Go over the list as many times as you need to to identify the pattern or theme that seems to tie the regrets together.
Then actually write down the theme or reason that you identified as the cause. This allows you to identify and remove the corrupted soft-ware of your soul.
This process can take time and is often camouflaged by denial.
Major insight often comes as a knock on the door of denial, so listen carefully to what is being said. Listen to yourself listening. Psychiatrists say that if something said while listening to a patient makes them suddenly feel sad or irritable, then that may be a meaningful theme in the patient’s life. Listen to your gut feelings as you go through the day. Don’t ignore a prompting from your soul.
Step Three –
Realize that today’s negative emotional and behavioral patterns are connected with painful memories and unsolved past conflicts.
Do you get a gut feeling that you want to change the subject when someone brings up a financial setback? Do you want to reply with one liners like, “I’m sure it will all work out?” Are there other topics that make you uncomfortable?
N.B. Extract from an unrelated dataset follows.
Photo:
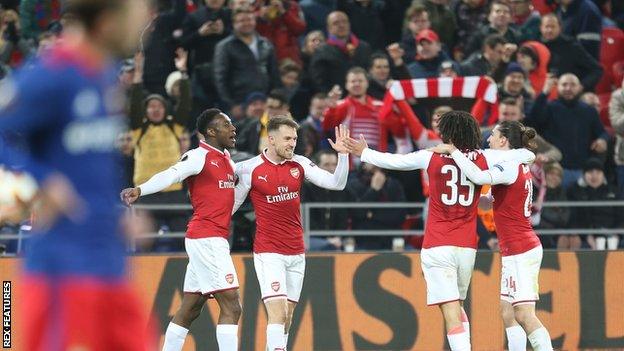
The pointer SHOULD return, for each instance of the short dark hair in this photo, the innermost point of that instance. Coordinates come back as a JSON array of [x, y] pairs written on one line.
[[494, 39], [377, 56], [205, 118], [356, 70], [87, 12], [279, 95], [499, 2], [518, 135], [530, 52], [552, 15], [276, 122], [461, 129]]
Ask yourself why that topic makes you uncomfortable . . . seriously, ask yourself, and then answer yourself. Do you suspect your spouse of cheating when there is no objective evidence to support the suspicions? Recognize these uncomfortable feelings are our subconscious waving flags to make us each aware of unresolved conflicts within our mind and spirit.
Remember, we attract the type of energy we give off.
Step Four–
Pray to whatever higher power you believe in. Meditation, prayer and “ponderizing” brings a reservoir of faith and courage to find and to face the truth. If you have the faith, get on your knees and sincerely ask God for help facing your truth and the challenges, fears and sadness that reflecting upon it may initially bring. I promise you that you will gain the strength to accomplish the task. It will bring the strength to overcome the hidden trauma in your earlier life and will give you the strength to resist the call of ice cream at 3 am.
Following these four simple steps, keeps you vigilant to the physical and spiritual warning flags that may arise on your ketogenic journey and will bring great confidence while modifying your diet to balance your body’s hormonal milieu. Confidence inspires courage. Those with courage and confidence in themselves, and faith that they are on the right path, are unstoppable. Good luck . . . I look forward to seeing you on my journey down the same path.